Gene L. Green, Stephen T. Pardue and K.K. Yeo, editors
William B. Eerdmans, Grand Rapids, Mich. 193 pages
The full-grown humanity of Christ,” wrote missiologist Andrew Walls, “requires all the Christian generations, just as it embodies all the cultural variety that six continents can bring.” The Majority World, now 70 percent of all Christians, is beginning to make contributions to the Christian understanding of God and the universe that will enlarge our vision of the fullness of Christ. Eerdmans’s “The Majority World” theology series will help us to keep pace with this remarkable development of our time. “Jesus without Borders,” the first book in the series, is a collection of eight articles from Christian thinkers around the world. The first four articles present Christological perspectives from the West, Africa, Asia and Latin America.

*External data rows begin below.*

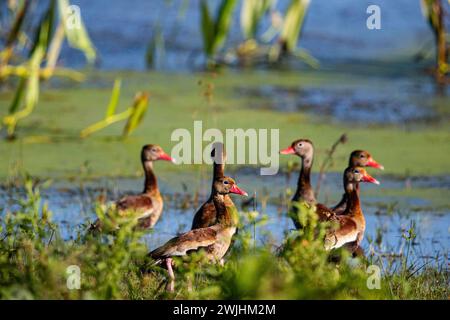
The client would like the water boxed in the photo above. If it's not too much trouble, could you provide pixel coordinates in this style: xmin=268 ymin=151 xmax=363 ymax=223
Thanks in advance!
xmin=0 ymin=173 xmax=450 ymax=261
xmin=62 ymin=0 xmax=442 ymax=71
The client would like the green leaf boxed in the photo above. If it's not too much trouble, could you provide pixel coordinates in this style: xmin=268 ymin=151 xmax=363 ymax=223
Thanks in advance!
xmin=9 ymin=78 xmax=26 ymax=114
xmin=123 ymin=92 xmax=148 ymax=137
xmin=200 ymin=0 xmax=215 ymax=56
xmin=29 ymin=0 xmax=55 ymax=57
xmin=241 ymin=0 xmax=272 ymax=39
xmin=211 ymin=0 xmax=237 ymax=52
xmin=281 ymin=0 xmax=310 ymax=52
xmin=58 ymin=0 xmax=97 ymax=63
xmin=105 ymin=79 xmax=122 ymax=118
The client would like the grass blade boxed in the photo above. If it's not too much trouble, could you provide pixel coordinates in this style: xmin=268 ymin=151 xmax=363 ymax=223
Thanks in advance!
xmin=58 ymin=0 xmax=97 ymax=63
xmin=105 ymin=79 xmax=122 ymax=118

Kevin J. Vanhoozer does a fine job summarizing the development of Christology in the West, from Chalcedon to current themes of theologians such as Karl Barth and Jürgen Moltmann. Victor I. Ezigbo presents and critiques three Christological models from Africa: Neo-missionary Christologies, ancestor Christologies and Revealer Christology. Timoteo D. Gener offers a variety of Christologies from an Asian perspective, including Hindu and Buddhist conceptions, and perspectives influenced by the Chinese culture. Jules A. Martínez-Olivieri covers various aspects of liberation theology and Protestant theology from Latin America, noting the need to avoid “toxic Christologies” that support an unjust status quo.
The second four articles are written by biblical scholars who examine specific biblical texts for Christological reflection. Yohanna Katanacho analyzes the Gospel of John, contrasting its inclusive vision of Christ with the exclusive particularism that characterizes the Palestinian-Israeli conflict. Aída Besançon Spencer analyzes the cult of the Virgin Mary in Latin America in the light of various scriptural passages and cultural contexts, seeing her as a liberator, not an intercessor. Andrew M. Mbuvi looks at cultic language in 1 Peter from an African perspective, suggesting, among other things, that the harrowing of hell (1 Peter 3:18-22, 4:6) may help to assuage Africans’ concern for ancestors who never heard the gospel. Finally, K. K. Yeo examines Chinese Christologies, pairing the Greek concept of logos with the Chinese concept of dao, the Greek agapeēwith the Chinese renren, and Confucian ethics with biblical Christology.
This book can be frustrating at times. Most of the authors, for example, treat the Chalcedonian Definition not as a springboard for further inquiry but as a straw man to be knocked down. Many have embraced trends such as the emphasis on the historical Jesus and liberation theology that have been developed or derived from the West, but this is not acknowledged. In fact, much of the theology emerging from the Majority World, while rooted in indigenous contexts, is well informed by Western theological developments.
This book might be characterized as introductory rather than comprehensive, suggestive rather than exhaustive. Its eight chapters are meant to provide the reader with tantalizing tastes of a multicourse meal. For those left wanting more, the authors are careful to cite key thinkers and provide suggestions for further reading at the end of each chapter.
I look forward to future installments, but I hope that contributing writers will deal more even-handedly with the Western ideas to which they are so obviously indebted.
MICHAEL PARKER is a PC(USA) mission coworker who serves as the director of graduate studies and professor of church history at the Evangelical Theological Seminary in Cairo, Egypt.